Characteristics of non-Hodgkin Lymphoma Arising in HIV-infected Patients with Suppressed HIV Replication

Laurence Gérard; Véronique Meignin; Lionel Galicier; Claire Fieschi; Nicolas Leturque; Christophe Piketty; Laurent Fonquernie; Felix Agbalika; Eric Oksenhendler


AIDS. 2009;23(17):2301-2308. 

In This Article

Abstract and Introduction


Objective: Despite effective treatment of HIV infection, some patients still develop non-Hodgkin lymphoma (NHL). We analysed patients with HIV-associated NHL and undetectable plasma HIV-RNA, according to the duration of HIV suppression.
Methods: Out of 388 patients included in a prospective cohort of HIV-associated NHL from 1996 to 2008, 128 (33%) had a plasma HIV-RNA below 500 copies/ml and were included in the study. Patients with long-term HIV suppression (>18 months) were compared with patients with recent HIV suppression (≤18 months).
Results: All patients but three were treated with combination antiretroviral therapy, with a median duration of 2.2 years.
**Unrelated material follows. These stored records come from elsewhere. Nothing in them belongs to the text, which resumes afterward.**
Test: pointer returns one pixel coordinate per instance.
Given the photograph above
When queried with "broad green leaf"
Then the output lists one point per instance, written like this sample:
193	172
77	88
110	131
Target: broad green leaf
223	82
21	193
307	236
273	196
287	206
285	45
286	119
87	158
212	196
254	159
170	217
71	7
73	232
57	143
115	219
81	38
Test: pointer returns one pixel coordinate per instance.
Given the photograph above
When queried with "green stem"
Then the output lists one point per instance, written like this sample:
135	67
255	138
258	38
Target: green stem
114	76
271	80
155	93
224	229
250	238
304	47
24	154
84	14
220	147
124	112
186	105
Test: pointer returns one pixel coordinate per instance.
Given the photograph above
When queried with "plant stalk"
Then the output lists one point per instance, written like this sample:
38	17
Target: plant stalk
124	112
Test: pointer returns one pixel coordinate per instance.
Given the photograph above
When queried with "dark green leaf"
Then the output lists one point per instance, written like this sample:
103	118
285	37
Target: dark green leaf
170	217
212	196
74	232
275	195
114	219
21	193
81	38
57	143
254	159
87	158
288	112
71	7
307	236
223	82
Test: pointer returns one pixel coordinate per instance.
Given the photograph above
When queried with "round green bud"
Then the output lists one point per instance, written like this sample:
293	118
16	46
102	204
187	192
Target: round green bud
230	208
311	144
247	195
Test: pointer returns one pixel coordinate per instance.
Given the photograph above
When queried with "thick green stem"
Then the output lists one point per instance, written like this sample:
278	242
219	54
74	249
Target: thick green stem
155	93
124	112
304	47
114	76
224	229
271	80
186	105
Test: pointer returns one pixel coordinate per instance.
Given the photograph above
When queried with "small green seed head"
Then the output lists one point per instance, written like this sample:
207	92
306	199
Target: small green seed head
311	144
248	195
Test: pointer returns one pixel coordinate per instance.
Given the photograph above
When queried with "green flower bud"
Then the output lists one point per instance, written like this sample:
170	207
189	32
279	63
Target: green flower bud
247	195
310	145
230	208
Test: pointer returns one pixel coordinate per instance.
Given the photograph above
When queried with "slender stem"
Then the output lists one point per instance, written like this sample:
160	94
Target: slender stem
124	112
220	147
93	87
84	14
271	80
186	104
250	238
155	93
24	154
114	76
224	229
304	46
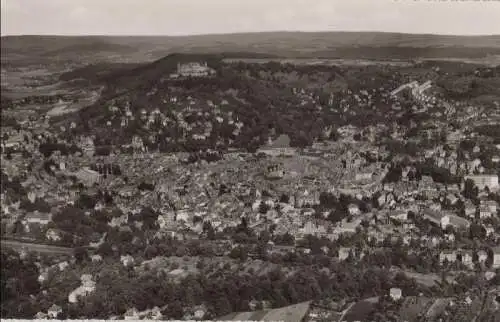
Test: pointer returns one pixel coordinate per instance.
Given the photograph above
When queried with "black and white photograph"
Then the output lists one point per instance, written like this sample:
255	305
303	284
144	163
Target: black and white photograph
250	160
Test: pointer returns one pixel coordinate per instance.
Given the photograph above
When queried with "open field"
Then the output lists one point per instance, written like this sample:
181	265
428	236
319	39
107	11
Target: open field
292	313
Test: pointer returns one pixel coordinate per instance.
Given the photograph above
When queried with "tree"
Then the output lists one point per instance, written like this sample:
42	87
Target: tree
470	190
80	254
105	250
263	208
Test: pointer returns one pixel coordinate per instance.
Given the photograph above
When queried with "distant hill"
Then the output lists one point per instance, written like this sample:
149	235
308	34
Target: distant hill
354	45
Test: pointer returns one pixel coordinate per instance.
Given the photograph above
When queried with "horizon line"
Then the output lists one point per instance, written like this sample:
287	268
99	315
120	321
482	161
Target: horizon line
251	32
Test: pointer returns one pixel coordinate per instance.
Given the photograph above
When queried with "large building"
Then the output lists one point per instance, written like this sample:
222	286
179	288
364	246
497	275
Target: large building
485	180
193	69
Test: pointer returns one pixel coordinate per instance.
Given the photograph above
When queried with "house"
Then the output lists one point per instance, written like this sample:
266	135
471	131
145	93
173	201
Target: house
485	180
166	220
275	171
353	209
193	69
53	235
484	212
444	220
278	147
344	253
37	217
399	215
490	230
490	204
466	257
54	311
482	256
87	287
306	198
449	255
457	222
127	260
96	258
470	210
496	257
395	293
87	176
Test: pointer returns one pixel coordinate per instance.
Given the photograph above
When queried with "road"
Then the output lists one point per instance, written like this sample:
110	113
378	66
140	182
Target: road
37	248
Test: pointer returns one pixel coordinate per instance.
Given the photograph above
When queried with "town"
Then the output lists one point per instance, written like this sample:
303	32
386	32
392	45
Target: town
376	200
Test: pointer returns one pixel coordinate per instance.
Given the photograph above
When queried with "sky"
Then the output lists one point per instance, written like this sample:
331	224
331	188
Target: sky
187	17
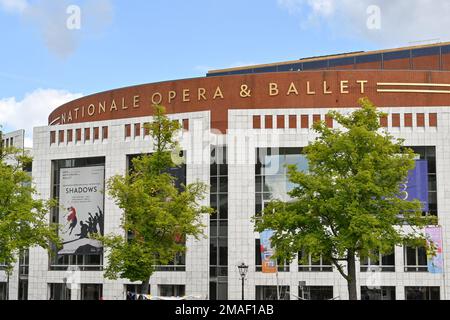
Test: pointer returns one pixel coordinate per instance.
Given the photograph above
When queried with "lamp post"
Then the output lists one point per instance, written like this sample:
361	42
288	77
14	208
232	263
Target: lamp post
243	269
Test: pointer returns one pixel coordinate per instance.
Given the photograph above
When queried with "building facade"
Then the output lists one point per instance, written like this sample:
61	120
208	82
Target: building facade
240	127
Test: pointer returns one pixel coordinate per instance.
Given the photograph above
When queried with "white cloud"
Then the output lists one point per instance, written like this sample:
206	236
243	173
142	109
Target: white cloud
402	21
33	110
14	5
50	17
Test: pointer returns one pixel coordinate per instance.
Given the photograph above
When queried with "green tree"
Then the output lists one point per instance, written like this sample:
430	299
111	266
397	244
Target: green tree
156	214
347	205
24	219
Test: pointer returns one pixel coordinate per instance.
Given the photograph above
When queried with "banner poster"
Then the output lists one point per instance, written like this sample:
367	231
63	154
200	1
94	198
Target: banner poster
269	265
436	261
81	197
417	184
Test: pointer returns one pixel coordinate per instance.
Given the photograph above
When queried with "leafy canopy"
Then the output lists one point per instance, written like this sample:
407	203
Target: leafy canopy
24	219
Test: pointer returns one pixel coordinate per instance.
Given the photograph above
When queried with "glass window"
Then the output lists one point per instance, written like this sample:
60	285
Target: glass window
3	291
171	290
271	174
315	293
320	265
265	69
422	293
283	266
271	293
132	289
369	58
381	293
290	67
314	65
426	52
396	55
219	224
416	259
59	291
91	291
342	62
384	263
429	153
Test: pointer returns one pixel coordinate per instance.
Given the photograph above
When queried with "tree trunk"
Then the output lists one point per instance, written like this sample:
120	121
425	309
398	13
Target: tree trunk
145	285
351	281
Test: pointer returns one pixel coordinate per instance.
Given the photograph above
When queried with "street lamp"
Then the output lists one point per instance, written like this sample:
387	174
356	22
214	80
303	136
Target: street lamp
243	269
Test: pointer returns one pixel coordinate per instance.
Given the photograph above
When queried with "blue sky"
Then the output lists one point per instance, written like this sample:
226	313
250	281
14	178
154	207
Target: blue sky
122	43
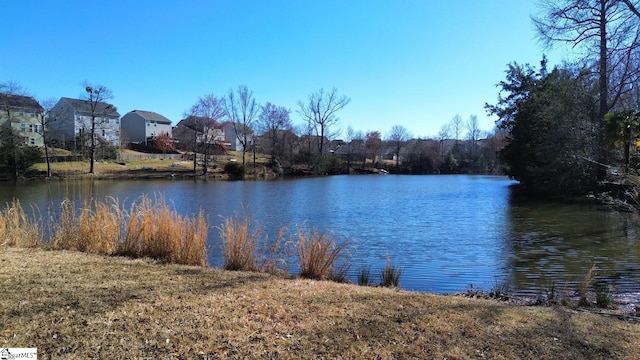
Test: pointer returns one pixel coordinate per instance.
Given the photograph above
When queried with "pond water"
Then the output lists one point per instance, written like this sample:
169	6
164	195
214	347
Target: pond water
444	232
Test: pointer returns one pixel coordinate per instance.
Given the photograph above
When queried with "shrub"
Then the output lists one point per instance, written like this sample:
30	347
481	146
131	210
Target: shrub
390	275
234	170
319	255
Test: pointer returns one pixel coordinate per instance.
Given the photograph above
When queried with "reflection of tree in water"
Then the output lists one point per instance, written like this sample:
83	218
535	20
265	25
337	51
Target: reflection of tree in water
555	243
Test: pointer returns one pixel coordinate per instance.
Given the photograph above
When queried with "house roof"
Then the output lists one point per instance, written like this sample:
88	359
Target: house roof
19	101
152	116
85	106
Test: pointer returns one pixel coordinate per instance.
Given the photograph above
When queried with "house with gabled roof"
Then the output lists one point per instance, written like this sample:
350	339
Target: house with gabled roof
70	121
141	127
22	114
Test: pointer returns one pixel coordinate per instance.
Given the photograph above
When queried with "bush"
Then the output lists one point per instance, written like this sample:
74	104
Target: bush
234	170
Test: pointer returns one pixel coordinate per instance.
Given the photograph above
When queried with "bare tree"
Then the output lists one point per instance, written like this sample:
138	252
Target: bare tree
203	116
373	144
456	126
273	122
398	136
443	135
7	90
242	110
47	105
607	31
96	96
320	112
473	133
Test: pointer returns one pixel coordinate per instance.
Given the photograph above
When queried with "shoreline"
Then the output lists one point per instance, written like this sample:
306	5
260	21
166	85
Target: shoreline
77	305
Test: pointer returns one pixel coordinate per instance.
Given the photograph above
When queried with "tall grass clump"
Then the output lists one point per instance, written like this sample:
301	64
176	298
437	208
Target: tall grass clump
155	230
16	229
94	227
243	249
320	256
240	243
390	275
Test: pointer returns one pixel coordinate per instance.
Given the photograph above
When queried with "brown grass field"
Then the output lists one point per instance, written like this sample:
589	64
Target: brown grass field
73	305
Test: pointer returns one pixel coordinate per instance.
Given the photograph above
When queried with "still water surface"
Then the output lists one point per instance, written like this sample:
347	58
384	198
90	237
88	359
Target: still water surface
445	232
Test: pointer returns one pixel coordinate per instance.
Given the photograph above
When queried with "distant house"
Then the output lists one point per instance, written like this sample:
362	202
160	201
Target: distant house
141	127
200	131
22	114
70	121
231	137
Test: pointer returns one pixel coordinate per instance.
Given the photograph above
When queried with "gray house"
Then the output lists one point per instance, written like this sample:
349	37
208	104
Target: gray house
22	114
70	121
140	126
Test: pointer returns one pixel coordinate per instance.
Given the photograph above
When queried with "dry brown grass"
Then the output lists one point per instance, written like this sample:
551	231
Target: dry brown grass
150	228
94	227
16	229
319	254
77	306
156	230
239	243
243	249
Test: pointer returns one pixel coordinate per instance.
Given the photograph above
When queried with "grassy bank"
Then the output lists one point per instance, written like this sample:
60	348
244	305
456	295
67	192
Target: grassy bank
77	305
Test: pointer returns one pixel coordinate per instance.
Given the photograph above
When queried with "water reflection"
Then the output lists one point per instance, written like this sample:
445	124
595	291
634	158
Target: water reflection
445	232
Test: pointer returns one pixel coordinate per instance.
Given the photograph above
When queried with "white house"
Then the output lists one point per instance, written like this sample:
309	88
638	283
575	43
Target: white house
140	126
70	121
231	136
22	114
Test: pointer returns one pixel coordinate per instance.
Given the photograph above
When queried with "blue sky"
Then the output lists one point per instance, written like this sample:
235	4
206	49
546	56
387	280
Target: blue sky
411	63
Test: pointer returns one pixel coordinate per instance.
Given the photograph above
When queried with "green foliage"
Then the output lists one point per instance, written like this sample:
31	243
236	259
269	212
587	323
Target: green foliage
234	170
553	131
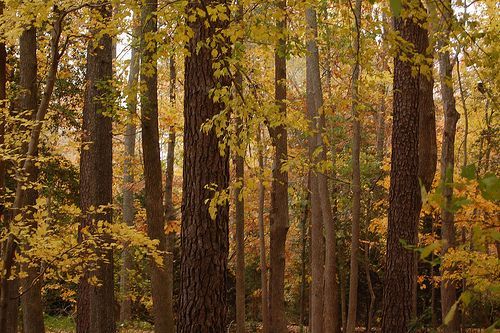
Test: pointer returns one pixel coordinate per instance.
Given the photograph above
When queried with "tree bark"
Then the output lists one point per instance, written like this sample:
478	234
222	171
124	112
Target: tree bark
448	290
31	301
314	102
262	239
27	168
279	189
95	304
356	177
204	241
152	163
128	175
404	193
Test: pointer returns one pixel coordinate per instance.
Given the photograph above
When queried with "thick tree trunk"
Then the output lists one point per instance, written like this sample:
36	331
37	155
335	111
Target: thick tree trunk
31	301
239	205
448	290
95	307
262	239
204	241
404	193
279	191
314	102
356	178
9	290
128	176
152	163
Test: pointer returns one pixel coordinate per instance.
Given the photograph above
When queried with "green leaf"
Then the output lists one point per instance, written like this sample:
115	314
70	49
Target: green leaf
396	7
469	171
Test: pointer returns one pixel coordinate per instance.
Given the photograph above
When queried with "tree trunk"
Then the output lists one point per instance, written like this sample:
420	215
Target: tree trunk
404	193
356	179
262	239
31	301
128	175
204	241
448	290
279	190
9	290
314	102
152	163
240	219
95	306
169	205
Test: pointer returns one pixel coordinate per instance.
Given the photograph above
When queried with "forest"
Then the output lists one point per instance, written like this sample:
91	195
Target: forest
213	166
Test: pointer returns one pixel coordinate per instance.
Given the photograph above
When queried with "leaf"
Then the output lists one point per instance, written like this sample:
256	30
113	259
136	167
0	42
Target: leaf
396	7
469	171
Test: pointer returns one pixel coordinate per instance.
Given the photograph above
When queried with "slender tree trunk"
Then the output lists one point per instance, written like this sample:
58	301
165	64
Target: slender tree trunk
240	218
448	290
31	301
404	193
128	175
279	191
356	178
152	164
95	306
204	241
27	168
314	102
262	239
169	205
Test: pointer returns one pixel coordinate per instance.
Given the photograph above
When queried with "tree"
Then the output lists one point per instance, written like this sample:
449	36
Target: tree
356	177
31	300
152	163
279	186
404	192
128	175
314	102
204	238
95	307
451	116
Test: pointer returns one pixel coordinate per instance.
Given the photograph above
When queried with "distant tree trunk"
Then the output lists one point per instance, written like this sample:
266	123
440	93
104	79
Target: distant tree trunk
303	272
356	178
239	162
262	239
169	204
314	102
152	163
204	241
404	193
448	290
128	175
31	301
95	304
9	289
279	191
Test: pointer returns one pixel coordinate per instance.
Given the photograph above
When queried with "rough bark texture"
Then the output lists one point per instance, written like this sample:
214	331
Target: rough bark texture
9	289
169	205
152	163
95	304
128	177
404	193
314	102
448	290
279	191
262	240
239	206
204	241
31	301
356	178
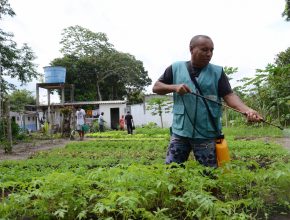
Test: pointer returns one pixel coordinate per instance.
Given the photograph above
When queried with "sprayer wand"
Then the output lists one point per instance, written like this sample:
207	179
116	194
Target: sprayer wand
226	106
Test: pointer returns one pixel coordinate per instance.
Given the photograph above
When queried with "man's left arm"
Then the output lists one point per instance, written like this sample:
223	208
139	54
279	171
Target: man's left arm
235	102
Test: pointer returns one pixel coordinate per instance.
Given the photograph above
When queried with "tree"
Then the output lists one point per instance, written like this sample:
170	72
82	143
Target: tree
158	106
16	62
19	99
286	12
269	90
97	69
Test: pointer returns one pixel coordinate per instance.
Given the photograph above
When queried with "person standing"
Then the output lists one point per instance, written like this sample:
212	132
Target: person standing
81	120
122	123
129	122
196	124
101	122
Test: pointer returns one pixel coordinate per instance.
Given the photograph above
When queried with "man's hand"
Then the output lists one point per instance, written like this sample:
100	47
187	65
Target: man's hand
182	89
253	116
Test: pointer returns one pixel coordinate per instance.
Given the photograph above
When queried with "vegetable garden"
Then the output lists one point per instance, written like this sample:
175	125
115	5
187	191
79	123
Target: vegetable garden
120	176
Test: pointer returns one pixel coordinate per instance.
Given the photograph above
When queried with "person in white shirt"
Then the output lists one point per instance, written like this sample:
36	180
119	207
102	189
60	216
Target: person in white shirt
81	120
101	122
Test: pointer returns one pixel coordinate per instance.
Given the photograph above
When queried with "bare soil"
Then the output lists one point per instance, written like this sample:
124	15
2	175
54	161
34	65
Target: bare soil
22	151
The median duration of HIV suppression was 10.1 months. Most cases (65%) occurred within 18 months following HIV suppression. In the more than 18 months group, patients developed NHL at a higher CD4 cell count than patients with 18 months or less of HIV suppression (359 versus 270 cells/μl, P = 0.02). None of the NHL characteristics were different between the two groups. Outcome was similar in the two groups (complete remission, 64 versus 72.5%; P = 0.35 and 3-year survival, 46 versus 56%; P = 0.08). In addition, 52% of the tumours were Epstein-Barr virus or human herpesvirus 8 associated, without any difference in the proportion of virus-associated tumours according to the duration of HIV suppression.
Conclusion: In patients with undetectable HIV-RNA, NHL occurred mainly within the first 18 months following HIV suppression. In patients developing NHL after long-term HIV suppression, the level of CD4 cell count was higher, but the association with Epstein-Barr virus or human herpesvirus 8 and the prognosis were similar to that observed in patients with recent HIV suppression.


Since the introduction of effective combination antiretroviral therapy (cART), HIV-associated morbidity and mortality rates have dramatically fallen.[1–3] The incidence of HIV-associated non-Hodgkin lymphoma (HIV-NHL) has also decreased significantly, with the most dramatic decline observed in primary central nervous system lymphoma (PCNSL).[4–6] However, this decline is less marked than in other HIV-associated complications after initiation of cART.[4,7,8] In HIV-infected patients, the relative risk for developing NHL remains around 13–20 in population-based studies, even in the late cART era.[6,8,9] In Western Europe, the proportion of AIDS-defining illness attributable to NHL has increased since the widespread use of cART from less than 4% in 1994 to almost 16% in 1998.[10] Although cART had a marked favourable impact on outcome,[5,11–14] with complete remission rates close to that observed in patients with aggressive NHL in the general population, NHL remains a major cause of death in HIV-infected patients.[15,16]

Characteristics of HIV-NHL have been extensively described in the pre-cART era. The clinical presentation is more aggressive, with a different spectrum of lymphoma pathological subtypes than in the general population. Up to 30% of HIV-NHL are considered to be Burkitt lymphoma, which is a rare B-cell proliferation in HIV-negative adults outside of endemic areas.[13,14,17–19] The association with some herpes viruses such as Epstein–Barr virus (EBV), detected in 25% of the Burkitt subtype and in 60–80% of the immunoblastic subtype of diffuse large B-cell lymphoma (IBL-DLBCL), and human herpesvirus 8 (HHV-8), detected in rare lymphoproliferative diseases, is mainly observed in the HIV setting.[13,18,20–24] Controversial data have been published on a possible change of HIV-NHL spectrum in the cART era.[4,5,12,14,25]

Apart from CD4 cell count deficiency, recent studies[4,26,27] have demonstrated that incomplete viral suppression during cART was a strong, independent risk factor for the development of HIV-NHL. In France, about 80% of patients receiving cART have an undetectable plasma HIV-RNA (French Hospital Database on HIV, However, despite effective ART and subsequent complete suppression of HIV replication, some patients still develop NHL. One could expect that, in patients successfully treated for HIV infection, the duration of the virological control could influence the clinical features and the pathological distribution of lymphomas arising in these patients, with a trend to move closer to those observed in the general population. The objective of this study was to determine, in a population of patients diagnosed with NHL while plasma HIV-RNA is undetectable, whether the characteristics of lymphoma vary with the duration of HIV suppression, and particularly, whether the association with EBV or HHV-8 decreases over time.